What are some of our takeaways for the design of cash transfer (and other) programs targeted to adolescents?
  • Fleeting effects of UCTs: Only two years after the end of the program, UCT beneficiaries are, in most respects, in a position indistinguishable from where they would have been in the absence of cash transfers. Palliative benefits of small and frequent unconditional cash transfers are uncontested and reinforced by our study, but the idea that they can contribute to a sustained improvement in welfare over the longer-run is unproven and not supported in our data.
  • Tradeoffs from imposing conditions: We also shed further light on the tradeoffs between the benefits of CCTs and UCTs. The lack of knock-on effects on welfare from significant schooling gains among baseline dropouts in this context implies that the imperative to use conditions to generate increased investments in formal schooling may not be the best idea when few income-generating opportunities exist.
  • CCTs and (not or) UCTs: Moreover, by denying adolescent girls and young women cash transfers precisely when they are start childbearing, schooling CCTs may undermine one potential lasting effect of UCT programs during adolescence. One way of resolving this tradeoff is to view CCT and UCT programs as complements to each other rather than alternatives: policymakers could provide a basic unconditional cash transfer to adolescent girls topped up by conditional cash transfers for human capital accumulation and desired health behaviors – providing both an incentive to invest in education and health while still guaranteeing a basic level of protection to those who are unable or unwilling to comply with the conditions.
  • Cash transfers for females of childbearing age: The promising (if only suggestive) evidence of the positive effect of UCTs on children’s height provides an additional reason to consider providing basic UCTs to adolescent females. Indeed, Currie and Almond (2011) have suggested that targeting transfers towards women of childbearing age may be beneficial in the U.S. context, so as to maximize benefits to children in utero. This form of targeting would suffer from remarkably little ‘leakage’ in the Malawian context; two thirds of women aged 20-24 gave birth by age 20 and virtually all females have started childbearing by age 25 (National Statistical Office and ICF Macro 2005).

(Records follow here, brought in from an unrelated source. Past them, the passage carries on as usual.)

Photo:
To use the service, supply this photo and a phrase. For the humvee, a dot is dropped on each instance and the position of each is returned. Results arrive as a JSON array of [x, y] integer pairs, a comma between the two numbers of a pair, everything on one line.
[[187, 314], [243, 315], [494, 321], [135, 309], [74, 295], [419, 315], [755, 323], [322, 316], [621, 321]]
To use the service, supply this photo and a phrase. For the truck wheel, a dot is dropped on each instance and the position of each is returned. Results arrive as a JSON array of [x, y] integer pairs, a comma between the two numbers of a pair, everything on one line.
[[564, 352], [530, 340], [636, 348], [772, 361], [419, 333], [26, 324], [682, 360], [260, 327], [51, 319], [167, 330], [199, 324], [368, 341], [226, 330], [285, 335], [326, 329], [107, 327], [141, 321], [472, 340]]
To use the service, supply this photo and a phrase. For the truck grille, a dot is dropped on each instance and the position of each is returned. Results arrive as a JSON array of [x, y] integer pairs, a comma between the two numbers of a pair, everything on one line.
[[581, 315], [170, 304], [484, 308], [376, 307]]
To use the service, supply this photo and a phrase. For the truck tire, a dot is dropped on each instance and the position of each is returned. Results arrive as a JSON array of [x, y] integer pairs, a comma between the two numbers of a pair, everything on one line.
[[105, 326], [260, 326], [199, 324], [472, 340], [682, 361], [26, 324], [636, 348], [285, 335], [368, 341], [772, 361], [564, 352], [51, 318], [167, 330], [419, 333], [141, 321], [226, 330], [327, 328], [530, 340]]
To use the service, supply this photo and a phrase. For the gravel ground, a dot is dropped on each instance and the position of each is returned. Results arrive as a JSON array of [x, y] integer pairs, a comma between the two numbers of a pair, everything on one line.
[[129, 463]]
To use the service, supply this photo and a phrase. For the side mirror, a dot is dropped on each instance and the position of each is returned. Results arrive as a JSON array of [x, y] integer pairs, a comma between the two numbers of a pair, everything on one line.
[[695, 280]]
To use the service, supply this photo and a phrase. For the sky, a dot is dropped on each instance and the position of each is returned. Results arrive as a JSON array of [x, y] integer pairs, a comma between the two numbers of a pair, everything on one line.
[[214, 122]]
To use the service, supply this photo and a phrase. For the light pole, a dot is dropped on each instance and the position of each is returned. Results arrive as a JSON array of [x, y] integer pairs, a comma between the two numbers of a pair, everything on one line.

Submitted by Caridad Araujo on

Hi Berk, this is a very interesting post. Thanks for mentioning our paper. A quick note to mention the BDH is Ecuadorian, not Nicaraguan, there is a small typo in your post. Best wishes!

Submitted by Darrold Cordes on

Hello Berk. I am researching issues of sustainable development in West Africa. Your blog was interesting. But, I wonder how the the UNICEF Office of Research - Innocenti Working Paper
WP-2017-11 | June 2017 sits with your conclusions. UNICEF appears to paint a more positive conclusion on the effectiveness of UCTs.